With QMD using ~3GB, you'd have ~5GB free.
| Model | VRAM | Quality | Fits alongside QMD? |
|---|---|---|---|
| Whisper small | ~2 GB | Good for clear audio | Yes, easily |
| Whisper medium | ~5 GB | Great, near-SOTA | Tight but yes |
| faster-whisper small | ~1.5 GB | Same quality, 4x faster | Yes, best pick |
| faster-whisper medium | ~3-4 GB | Excellent | Yes |
| Whisper large-v3 | ~10 GB | Best | No, won't fit |
faster-whisper (CTranslate2 backend) is the move — it uses int8 quantization, runs 4x faster than vanilla Whisper, and uses less VRAM. The medium model would give you excellent transcription quality in ~3-4GB alongside QMD.
| Model | VRAM (4-bit) | Quality | Fits? |
|---|---|---|---|
| Qwen2.5-1.5B | ~1.5 GB | Decent for short summaries | Yes |
| Phi-3-mini (3.8B) | ~2.5 GB | Good | Yes |
| Gemma 2 2B | ~2 GB | Good | Yes |
| Llama 3.1 8B | ~5 GB | Great | Only if QMD models unloaded |
QMD (~3GB) + faster-whisper medium (~3.5GB) = ~6.5GB — fits in 8GB with headroom.
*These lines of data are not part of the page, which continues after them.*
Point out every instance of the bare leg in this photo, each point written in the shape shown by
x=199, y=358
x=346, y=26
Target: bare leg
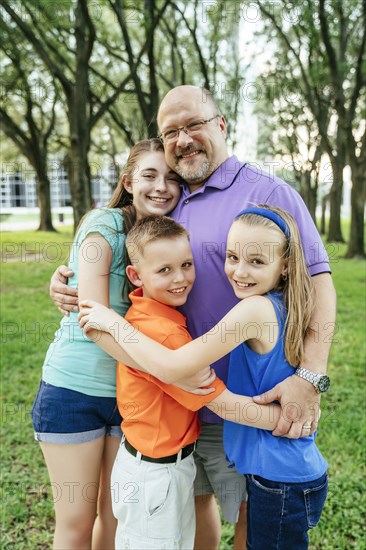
x=106, y=524
x=208, y=523
x=74, y=472
x=240, y=538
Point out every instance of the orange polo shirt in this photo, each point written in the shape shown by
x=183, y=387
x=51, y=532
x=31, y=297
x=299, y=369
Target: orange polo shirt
x=158, y=419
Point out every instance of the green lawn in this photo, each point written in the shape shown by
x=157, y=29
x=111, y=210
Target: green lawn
x=28, y=322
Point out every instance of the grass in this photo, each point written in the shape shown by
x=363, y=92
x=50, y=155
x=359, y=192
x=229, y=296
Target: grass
x=28, y=322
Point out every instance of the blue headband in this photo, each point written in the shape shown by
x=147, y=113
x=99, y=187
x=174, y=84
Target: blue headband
x=267, y=214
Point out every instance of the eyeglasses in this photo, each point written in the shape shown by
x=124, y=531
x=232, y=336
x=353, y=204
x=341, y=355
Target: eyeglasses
x=169, y=136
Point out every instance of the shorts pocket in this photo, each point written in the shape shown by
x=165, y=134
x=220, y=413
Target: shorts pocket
x=314, y=501
x=267, y=485
x=36, y=413
x=157, y=485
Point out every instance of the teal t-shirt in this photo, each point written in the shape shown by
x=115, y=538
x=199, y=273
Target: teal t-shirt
x=73, y=361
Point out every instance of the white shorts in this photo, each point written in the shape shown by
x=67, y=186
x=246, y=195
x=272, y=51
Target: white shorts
x=153, y=503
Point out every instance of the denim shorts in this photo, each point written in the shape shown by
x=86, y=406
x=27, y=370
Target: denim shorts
x=280, y=514
x=60, y=415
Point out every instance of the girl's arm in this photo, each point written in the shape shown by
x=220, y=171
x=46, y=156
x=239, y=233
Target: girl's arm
x=252, y=318
x=93, y=282
x=242, y=410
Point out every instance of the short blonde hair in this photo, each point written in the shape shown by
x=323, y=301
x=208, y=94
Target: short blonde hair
x=148, y=230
You could transcribe audio and search your notes on the same card simultaneously.
If you want transcription + summarization at once, swap to faster-whisper small (~1.5GB) and add Qwen2.5-1.5B (~1.5GB): QMD (3) + whisper (1.5) + summarizer (1.5) = 6GB. Totally doable.